NSAIDS, Influenza Hospitalization, and Adverse Outcomes

Article

Is there an association with adverse outcomes in patients hospitalized with influenza taking NSAIDS?

The coronavirus 2019 (COVID-19) pandemic has given us much to think about in terms of treatments for viral infections. Moreover, as we inch closer to respiratory virus season, there is growing concern about the impact of the COVID-19 pandemic and influenza season.

Often, nonsteroidal anti-inflammatory drugs (NSAIDs) are used when people are ill with flu or cold-like symptoms. More recently, there has been concern though, that NSAIDs like ibuprofen, taken to help reduce symptoms of such infections, could increase the risk of heart attacks or lead to adverse outcomes. This concern became especially prominent with reports that those patients taking NSAIDs without comorbidities, experienced more severe illness when infected with SARS-CoV-2.

To better understand the impact of NSAIDs and adverse outcomes in those patients with severe influenza, a research team evaluated 7757 patients between 2010 and 2018 in Denmark via a Danish registry.

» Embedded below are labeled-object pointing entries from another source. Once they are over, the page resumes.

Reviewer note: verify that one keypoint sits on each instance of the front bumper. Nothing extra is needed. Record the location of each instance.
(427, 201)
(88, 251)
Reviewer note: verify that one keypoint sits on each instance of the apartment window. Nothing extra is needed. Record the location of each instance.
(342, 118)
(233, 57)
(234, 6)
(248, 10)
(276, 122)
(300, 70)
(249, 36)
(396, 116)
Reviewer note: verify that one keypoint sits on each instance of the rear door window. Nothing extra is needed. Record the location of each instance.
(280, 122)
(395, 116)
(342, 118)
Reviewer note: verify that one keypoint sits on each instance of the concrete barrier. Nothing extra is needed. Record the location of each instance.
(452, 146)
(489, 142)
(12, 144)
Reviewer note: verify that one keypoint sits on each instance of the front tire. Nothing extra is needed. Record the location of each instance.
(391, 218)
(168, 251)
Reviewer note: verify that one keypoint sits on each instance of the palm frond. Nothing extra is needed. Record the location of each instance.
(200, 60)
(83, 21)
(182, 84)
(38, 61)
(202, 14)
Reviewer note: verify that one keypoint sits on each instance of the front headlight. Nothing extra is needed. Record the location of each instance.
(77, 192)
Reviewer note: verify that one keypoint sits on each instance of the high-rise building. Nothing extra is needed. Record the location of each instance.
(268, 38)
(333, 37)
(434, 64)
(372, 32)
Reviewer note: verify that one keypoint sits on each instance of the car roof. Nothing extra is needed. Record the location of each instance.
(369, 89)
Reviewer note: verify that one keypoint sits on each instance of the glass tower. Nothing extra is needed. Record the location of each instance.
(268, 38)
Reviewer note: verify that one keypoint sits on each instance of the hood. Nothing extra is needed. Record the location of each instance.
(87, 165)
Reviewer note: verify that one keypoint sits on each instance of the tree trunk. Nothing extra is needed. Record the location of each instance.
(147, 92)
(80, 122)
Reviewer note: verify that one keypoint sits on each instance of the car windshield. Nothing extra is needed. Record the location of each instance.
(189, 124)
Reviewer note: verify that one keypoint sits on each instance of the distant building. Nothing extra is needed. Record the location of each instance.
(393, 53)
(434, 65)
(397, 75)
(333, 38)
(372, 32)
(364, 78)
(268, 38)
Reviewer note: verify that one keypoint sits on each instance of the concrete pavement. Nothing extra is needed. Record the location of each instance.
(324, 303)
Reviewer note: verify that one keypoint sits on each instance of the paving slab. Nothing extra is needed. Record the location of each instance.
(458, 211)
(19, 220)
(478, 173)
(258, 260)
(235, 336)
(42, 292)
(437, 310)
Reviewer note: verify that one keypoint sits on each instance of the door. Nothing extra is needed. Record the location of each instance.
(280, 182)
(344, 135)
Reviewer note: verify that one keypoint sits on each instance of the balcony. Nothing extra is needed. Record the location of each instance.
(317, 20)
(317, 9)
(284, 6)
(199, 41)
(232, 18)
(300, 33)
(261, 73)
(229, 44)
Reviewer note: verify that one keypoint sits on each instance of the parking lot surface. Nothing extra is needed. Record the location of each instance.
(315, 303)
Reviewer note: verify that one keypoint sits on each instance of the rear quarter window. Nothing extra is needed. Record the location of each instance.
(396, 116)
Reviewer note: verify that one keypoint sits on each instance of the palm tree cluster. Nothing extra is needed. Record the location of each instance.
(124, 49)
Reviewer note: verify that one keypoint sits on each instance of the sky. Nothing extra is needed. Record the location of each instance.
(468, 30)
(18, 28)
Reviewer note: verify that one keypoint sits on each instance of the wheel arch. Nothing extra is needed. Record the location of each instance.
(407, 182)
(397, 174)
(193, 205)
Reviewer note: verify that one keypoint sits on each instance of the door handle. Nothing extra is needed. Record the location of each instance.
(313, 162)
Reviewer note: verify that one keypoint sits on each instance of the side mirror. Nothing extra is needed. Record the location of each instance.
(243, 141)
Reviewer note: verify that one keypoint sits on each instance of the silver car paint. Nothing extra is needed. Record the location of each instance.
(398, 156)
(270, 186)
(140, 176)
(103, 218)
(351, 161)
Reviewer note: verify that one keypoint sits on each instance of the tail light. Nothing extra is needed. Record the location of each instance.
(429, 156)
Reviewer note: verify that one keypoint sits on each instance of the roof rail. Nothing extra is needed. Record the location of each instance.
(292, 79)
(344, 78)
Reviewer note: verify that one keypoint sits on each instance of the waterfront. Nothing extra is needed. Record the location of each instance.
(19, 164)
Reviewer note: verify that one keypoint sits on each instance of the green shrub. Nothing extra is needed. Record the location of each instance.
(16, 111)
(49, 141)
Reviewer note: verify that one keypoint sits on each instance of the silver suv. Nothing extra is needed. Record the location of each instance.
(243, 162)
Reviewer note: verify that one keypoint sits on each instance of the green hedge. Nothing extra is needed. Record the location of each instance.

Use of NSAIDs was defined as those with a prescription filled within 60 days before admission to a hospital with influenza. “Current use was defined as having filled at least 1 prescription for any NSAID within 60 days before hospital admission.," the investigators explained. "In secondary analyses, we also examined incident use and long-term use of NSAIDs, which provided information on different patient groups and also allowed for the assessment of potential confounding by indication.” Researchers established a few cohorts— those with the first-time hospital admission related to influenza and then patients with a first-time hospital admission due to a bacterial pneumonia.

Outcomes were focused on admission to an intensive care unit (ICU) within thirty days of the hospital admission and death within thirty days of admission. In the cohort of patients with bacterial pneumonia, the researchers also evaluated pleuropulmonary complications. The median age of patients was 71 years and 51.4% were men. A majority (86%) had a positive influenza test within three days of admission (on either side). Evaluating death within thirty days, they found risk was 7.7%, or 600 individuals, which was lower than the risk for admission to an intensive care unit (13.7%).

“In total, 520 patients (6.7%) were currently using NSAIDs at the time of hospital admission," the authors noted. "These individuals were younger than individuals who did not use NSAIDs (median (IQR) age, 66 [54-74] years vs 71 [60-80] years) and a higher proportion used nonbenzodiazepine benzodiazepine receptor agonists (80 [15.4%] vs 717 [9.9%]) and had received antibiotics before admission (159 [30.6%] vs 1680 [23.2%]).”

In comparison to those who did not use NSAIDs, they found that there was less prevalence of cardiovascular disease in those using NSAIDS. Of those unmatched cohorts of patients admitted to the ICU with influenza or influenza-related pneumoniae, 20% used NSAIDS, while 13.3% did not. Moreover, 7.1% who used NSAIDs died within thirty days, whereas 7.8% of those who did not use NSAIDs died within thirty days of admission. For those patients using NSAIDs for a longer period of time, the authors found more of an association related to ICU admission.

Ultimately, this points to a lack of association with those patients using NSAIDS hospitalized for influenza and care within an ICU or death within thirty days. There is still much work to be done to assess the implications of NSAID use, especially long-term, in patients requiring hospitalization for respiratory viruses. As the authors note, those patients requiring hospitalization in an ICU did have an association with long-term NSAID use.